MBA, Trade Groups Offer Support for PACE Bills

More than two dozen industry trade groups joined the Mortgage Bankers Association in letters yesterday to support legislation that would modify consumer protection requirements for Property Assessed Clean Energy loans, also known as PACE loans.

The identical bills are S. 838, introduced by Sens. John Boozman, R-Ark.; Tom Cotton, R-Ark., and Marco Rubio, R-Fla.; and H.R.1958, introduced by Reps. Brad Sherman, D-Calif., and Ed Royce, R-Calif. Both bills are titled the Protecting Americans from Credit Entanglements Act of 2017.

PACE loans are a financing program that allows homeowners to pay for solar panels or other housing improvements, such as air conditioning and window insulation, through a lien paid back through property tax payments. The loans require no underwriting, often have high fees and interest rates (as high as 12 percent) for 20 years for solar panels or other housing improvements that risk obsolescence after just a few years. Additionally, PACE lenders receive first priority of repayment, in conjunction with property taxes, before mortgage loans. Currently, there is no standardized rate or fee disclosure required for PACE loans.

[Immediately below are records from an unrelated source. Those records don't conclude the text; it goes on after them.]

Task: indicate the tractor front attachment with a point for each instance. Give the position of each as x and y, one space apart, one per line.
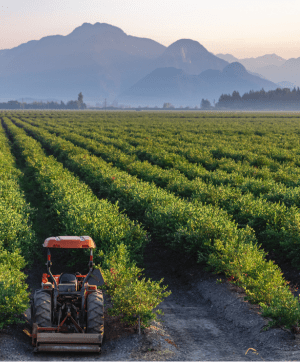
48 339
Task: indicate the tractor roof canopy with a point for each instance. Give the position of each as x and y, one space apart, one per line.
70 242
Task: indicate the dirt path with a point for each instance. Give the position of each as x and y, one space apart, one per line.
202 320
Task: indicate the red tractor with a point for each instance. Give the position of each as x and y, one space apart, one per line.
67 313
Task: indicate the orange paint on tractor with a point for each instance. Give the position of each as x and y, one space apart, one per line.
70 242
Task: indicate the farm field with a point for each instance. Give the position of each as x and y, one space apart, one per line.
223 189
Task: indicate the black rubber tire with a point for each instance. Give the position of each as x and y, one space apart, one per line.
42 307
95 313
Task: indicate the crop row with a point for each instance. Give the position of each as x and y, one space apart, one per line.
17 239
15 221
208 149
199 229
73 207
258 179
275 225
268 188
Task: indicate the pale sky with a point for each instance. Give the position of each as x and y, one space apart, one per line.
238 27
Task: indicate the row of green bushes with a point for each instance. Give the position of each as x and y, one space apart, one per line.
211 151
75 210
276 226
259 185
17 239
199 229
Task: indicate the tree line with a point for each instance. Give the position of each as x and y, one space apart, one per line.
79 104
278 99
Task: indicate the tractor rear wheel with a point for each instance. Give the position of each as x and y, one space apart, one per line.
95 313
42 306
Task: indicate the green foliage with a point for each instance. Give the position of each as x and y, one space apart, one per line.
132 295
15 214
76 210
185 177
14 298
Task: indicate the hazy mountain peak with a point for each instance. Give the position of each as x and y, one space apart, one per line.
167 72
271 57
235 68
228 57
187 45
96 29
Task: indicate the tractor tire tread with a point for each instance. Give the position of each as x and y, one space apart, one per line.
42 308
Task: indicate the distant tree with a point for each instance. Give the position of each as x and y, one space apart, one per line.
80 100
205 104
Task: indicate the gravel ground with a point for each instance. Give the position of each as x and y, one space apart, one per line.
203 320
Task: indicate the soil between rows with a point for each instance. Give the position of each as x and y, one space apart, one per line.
202 320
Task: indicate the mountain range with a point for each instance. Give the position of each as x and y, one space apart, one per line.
272 67
102 61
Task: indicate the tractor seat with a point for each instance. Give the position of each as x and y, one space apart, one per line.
67 283
67 278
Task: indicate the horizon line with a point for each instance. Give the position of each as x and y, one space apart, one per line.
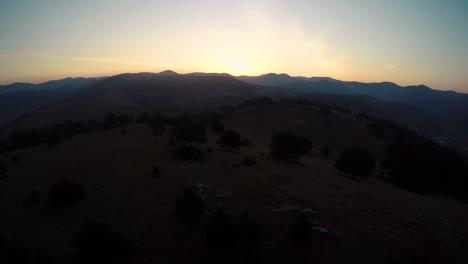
222 73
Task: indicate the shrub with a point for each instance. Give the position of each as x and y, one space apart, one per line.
250 161
156 171
230 139
377 129
96 243
300 230
33 199
217 126
356 161
220 230
246 143
326 152
286 146
188 152
65 193
3 171
189 208
12 253
247 230
188 130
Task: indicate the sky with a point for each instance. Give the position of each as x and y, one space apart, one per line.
408 42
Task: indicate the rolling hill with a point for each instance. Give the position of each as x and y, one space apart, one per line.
353 221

The bills support concerns by MBA and other industry groups that residential PACE loans are a form of mortgage financing and should subject to federal consumer protection requirements. The bills put such loans under the same Truth in Lending Act consumer protections required of other mortgage products.

“Although PACE loan obligations have all the attributes of a mortgage product, they are not subject to federal consumer protection requirements–as this alternative financing structure has been misclassified as a tax assessment rather than a loan,” the letters note. “Consequently, a standardized, comprehensive disclosure framework does not exist for PACE loans.”

Moreover, the letters said, there are no requirements for an assessment of a borrower’s income, credit history, outstanding credit obligations or expected monthly payments in connection with PACE products. Instead, PACE financing today is often based on a borrower’s equity in their property and their mortgage and property tax payment history, rather than on their true ability to repay their financial debt.

“PACE loan interest rates–typically between eight and twelve percent–are exponentially higher than traditional mortgage products and other available financing options, despite the fact that they hold the same priority position as unpaid property taxes,” the letters said. “Saleability issues also exist for homes encumbered by a PACE loan, and consumers are complaining…about a lack of real understanding over what their PACE loan terms entail.”

The letters further noted PACE loan consumer protections currently vary from state-to-state, municipality-to-municipality and do not treat PACE loans like mortgage financing products.

“PACE loans are–in substance–consumer loans secured by real property and should be subject to federal consumer protection requirements, not dependent on a patchwork of limited or non-existent state/municipal laws that do not adequately protect homeowners,” the letters said.

Joining MBA in the letters: American Bankers Association; American Land Title Association; Appraisal Institute; Arkansas Land Title Association; California Association of Realtors; California Bankers Association; California Credit Union League; California Land Title Association; California Mortgage Bankers Association; Connecticut Mortgage Bankers Association; Credit Union National Association; Florida Land Title Association; Housing Policy Council of the Financial Services Roundtable; Independent Community Bankers of America; Missouri Land Title Association; Montana Land Title Association; Mortgage Bankers Association of Arkansas; Mortgage Bankers Association of Florida; Mortgage Bankers Association of Missouri; National Association of Federally Insured Credit Unions; National Association of Hispanic Real Estate Professionals; National Association of Home Builders; National Association of Real Estate Brokers; National Association of Realtors; New England Land Title Association; Real Estate Service Providers Council; and The Realty Alliance.